D’ailleurs, en 1964, la série décolle. Plus rien ne l’arrêtera. Depuis sa création, toutes éditions confondues, il s’en est écoulé 9 millions d’exemplaires en France. Ajoutons à cela des traductions dans 37 langues et 220 contrats à l’étranger – Le Petit Nicolas est un best-seller en Allemagne, en Pologne, en Grèce – et une entrée dans les manuels scolaires de sixième et de cinquième.

Enfin, sur un plan plus personnel, le Petit Nicolas ne sera pas tout à fait étranger à la naissance d’une idylle entre Goscinny et une charmante jeune femme, rencontrée lors d’une croisière et prénommée Gilberte, qui ignorait tout de lui.  » Il m’a donné Le Petit Nicolas et les copains pour que je voie à peu près ce qu’il faisait… J’ai lu, et je me suis dit : cet homme est un génie !  » Un génie qui deviendra bientôt son époux.

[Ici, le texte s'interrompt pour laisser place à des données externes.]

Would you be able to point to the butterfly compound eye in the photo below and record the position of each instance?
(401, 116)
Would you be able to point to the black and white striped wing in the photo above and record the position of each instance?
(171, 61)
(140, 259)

Pourtant, malgré le succès, alors que Goscinny avait déjà établi le sommaire d’un sixième tome, qui devait s’appeler Le Petit Nicolas et ses voisins, la série s’interrompt en 1965. Sempé raconte :  » J’ai dit à René : « Il faut que nous arrêtions avant d’être prisonniers de nos personnages. Si jamais on trouve une idée qui permette de renouveler totalement la série, alors nous nous y remettrons. »  » Cela faillit arriver.  » J’avais eu une idée, poursuit Sempé : les écoles devenant mixtes, pourquoi ne pas imaginer Nicolas dans un tel cadre ? Lors d’un déjeuner, j’en ai fait part à René. Il était emballé. Je sais qu’il aurait traité le sujet à sa manière, de façon très pudique. Un mois après, il disparaissait…  » Après la mort de Goscinny, en 1977, le succès, pourtant, ne se dément pas. La reprise des albums Denoël en Folio va même démultiplier les ventes : depuis 1960, il s’est vendu 155 000 exemplaires du premier tome, Le Petit Nicolas, en grand format, mais 3,1 millions en poche !

640 000 fans ont fait de l’albumle best-seller de l’année 2004

Le Petit Nicolas aurait pu ainsi continuer indéfiniment sa petite vie.  » Mais il y a six ans, se souvient Sempé, Anne, la fille de René, m’a appelé pour me dire qu’elle avait retrouvé des dizaines d’histoires publiées dans la presse, mais inédites en album. Elle est venue me les montrer, je les ai lues et je suis retombé sous le charme.  »  » Nous sommes alors partis à la recherche des dessins de Sempé et nous avons décidé de publier le tout « , raconte Aymar du Chatenet, mari d’Anne Goscinny et éditeur de ces inédits. Le couple crée sa maison d’édition, Imav, et fait le pari fou de réunir 80 histoires inédites dans un épais volume de 640 pages. Au départ, prudents, les époux pensent en imprimer 15 000 exemplaires. Sentant un certain enthousiasme du côté des libraires, ils en commandent finalement 50 000. Le livre sort le lundi 4 octobre 2004.  » Le vendredi matin, l’acheteuse jeunesse de la Fnac m’appelle et me dit :  » On n’en a pas assez, on ne tiendra jamais le week-end ! «  »  » Alors on a réimprimé en urgence « , raconte Aymar du Chatenet. En quelques mois, 640 000 fans du Petit Nicolas vont faire de ce livre le best-seller toutes catégories de l’année. Une nouvelle vie commence pour le petit écolier.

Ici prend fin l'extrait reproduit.